Hypotheses for Regression Results
The multiple regression allows this project to test several
hypotheses. The table below presents the expected relationship between
each explanatory variable and median housing value.
| Rooms (rm) |
\(H_0: \beta_1 =
0\) |
\(H_A: \beta_1 >
0\) |
| Crime Rate (crim) |
\(H_0: \beta_2 =
0\) |
\(H_A: \beta_2 <
0\) |
| Pollution (nox) |
\(H_0: \beta_3 =
0\) |
\(H_A: \beta_3 <
0\) |
| Lower-Status Population (lstat) |
\(H_0: \beta_4 =
0\) |
\(H_A: \beta_4 <
0\) |
In this table, the null hypothesis states that each variable has
no relationship with median housing value after
controlling for the other variables. The alternative hypothesis shows
the expected direction of the relationship. For rooms,
the expected coefficient is positive, meaning more rooms should be
associated with higher housing values. For crime, pollution, and
lower-status population, the expected coefficients are
negative, meaning higher levels of these factors should be associated
with lower housing values.
Inference from the Multiple Regression
confint(model2, level = 0.95) %>%
kable(digits = 4, caption = "95% Confidence Intervals for Multiple Regression")

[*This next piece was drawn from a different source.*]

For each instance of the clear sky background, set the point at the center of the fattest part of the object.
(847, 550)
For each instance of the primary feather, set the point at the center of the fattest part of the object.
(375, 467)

95% Confidence Intervals for Multiple Regression
| (Intercept) |
-9.0135 |
3.9746 |
| rm |
4.3465 |
6.0906 |
| crim |
-0.1670 |
-0.0383 |
| nox |
-5.3965 |
5.1518 |
| lstat |
-0.6825 |
-0.4723 |
The p-values in regression tables are used to
determine whether each explanatory variable has a statistically
significant relationship with median housing value after controlling for
the other variables. If a p-value is less than 0.05, the variable is
statistically significant at the 5% level. The confidence
intervals above provide another way to evaluate statistical
significance. If a 95% confidence interval does not include zero, then
the coefficient is statistically significant at the 5% level.
Conclusion
This project examined the factors associated with housing prices in
Boston using the Boston Housing dataset. The simple regression showed
that the average number of rooms is positively related to median housing
value. This means that neighborhoods with larger homes tend to have
higher housing prices.
The multiple regression added crime rate, pollution, and lower
socioeconomic status as additional explanatory variables. This improved
the analysis because housing prices are influenced by more than home
size alone. By controlling for these additional variables, the model
provides a clearer estimate of the relationship between rooms and
housing prices.
The results should still be interpreted carefully. The data are
cross-sectional, so the regression results show association rather than
definite causation. There may still be omitted variables, such as school
quality, distance to employment centers, transportation access, or
neighborhood amenities. Measurement error may also exist in variables
such as crime and pollution. Still, the analysis provides useful
evidence that both housing characteristics and neighborhood conditions
are important in explaining differences in Boston housing values.